1763449447209.jpgIn the second quarter of 2025, TSMC's US subsidiary delivered a promising financial report, with the first-phase factory generating a profit of 4.232 billion New Taiwan dollars after mass production. However, in the third quarter, the profit plummeted to only 410 million New Taiwan dollars, a 99% drop from the previous quarter. This dramatic fluctuation in profit is primarily due to the following factors:

● Increased Profit from First-Phase Mass Production: Although the first-phase factory has started production and is generating profit, the second-phase factory is still under construction and is expected to complete installation in the second quarter of 2026.

● Huge Depreciation and Construction Costs: The construction cost of the Arizona factory is much higher than that in Taiwan, with wafer manufacturing costs being 30% higher than in Taiwan. Additionally, the construction of the second-phase factory requires significant capital investment, leading to a substantial increase in depreciation and construction costs.

● Market Demand and Capacity Utilization: Despite the first-phase factory's capacity being fully booked by major clients such as Apple and AMD, fluctuations in overall market demand and the investment in the second-phase factory have severely impacted overall profit.

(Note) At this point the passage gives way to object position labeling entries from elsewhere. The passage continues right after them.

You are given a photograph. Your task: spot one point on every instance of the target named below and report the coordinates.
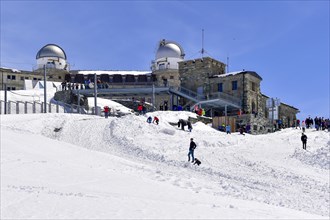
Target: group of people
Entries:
(319, 123)
(183, 123)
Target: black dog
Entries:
(198, 162)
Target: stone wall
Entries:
(195, 74)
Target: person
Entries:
(241, 130)
(189, 126)
(191, 150)
(156, 120)
(228, 129)
(304, 140)
(139, 109)
(303, 125)
(106, 111)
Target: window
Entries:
(220, 87)
(253, 85)
(234, 85)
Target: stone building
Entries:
(176, 82)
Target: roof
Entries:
(112, 72)
(239, 72)
(51, 50)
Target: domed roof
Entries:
(169, 49)
(51, 50)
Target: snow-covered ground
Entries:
(69, 166)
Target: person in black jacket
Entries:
(304, 140)
(191, 150)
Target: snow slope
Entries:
(65, 166)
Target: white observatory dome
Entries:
(51, 50)
(169, 49)
(52, 54)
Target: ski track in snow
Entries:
(228, 167)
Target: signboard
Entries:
(269, 102)
(271, 111)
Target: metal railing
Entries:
(20, 107)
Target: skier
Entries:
(303, 125)
(304, 140)
(228, 129)
(106, 111)
(189, 126)
(156, 120)
(191, 150)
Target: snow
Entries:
(70, 166)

Uncertainty in Investment Returns

From the fourth quarter of 2024 to the third quarter of 2025, TSMC's US company reported profits of -4.98 billion, 496 million, 4.232 billion, and 41 million New Taiwan dollars. Although the company achieved profitability in some quarters, it still remains in a slightly loss-making state overall. Looking ahead, TSMC plans to produce more advanced 3nm and 2nm process chips in the US and introduce High NA EUV lithography machines worth $400 million each. The transfer of these advanced processes and the introduction of new equipment will further increase costs, adding to the uncertainty of investment returns.

Conclusion

TSMC's $1.2 trillion investment in the US is a crucial step in its global strategic layout, but the path to recouping costs is fraught with challenges. Faced with significant cost pressure and the uncertainty of market demand, TSMC needs to demonstrate exceptional management capabilities in operational efficiency, cost control, and technology transfer. In the coming years, the return on TSMC's US investment will have a significant impact on its global market position and profitability.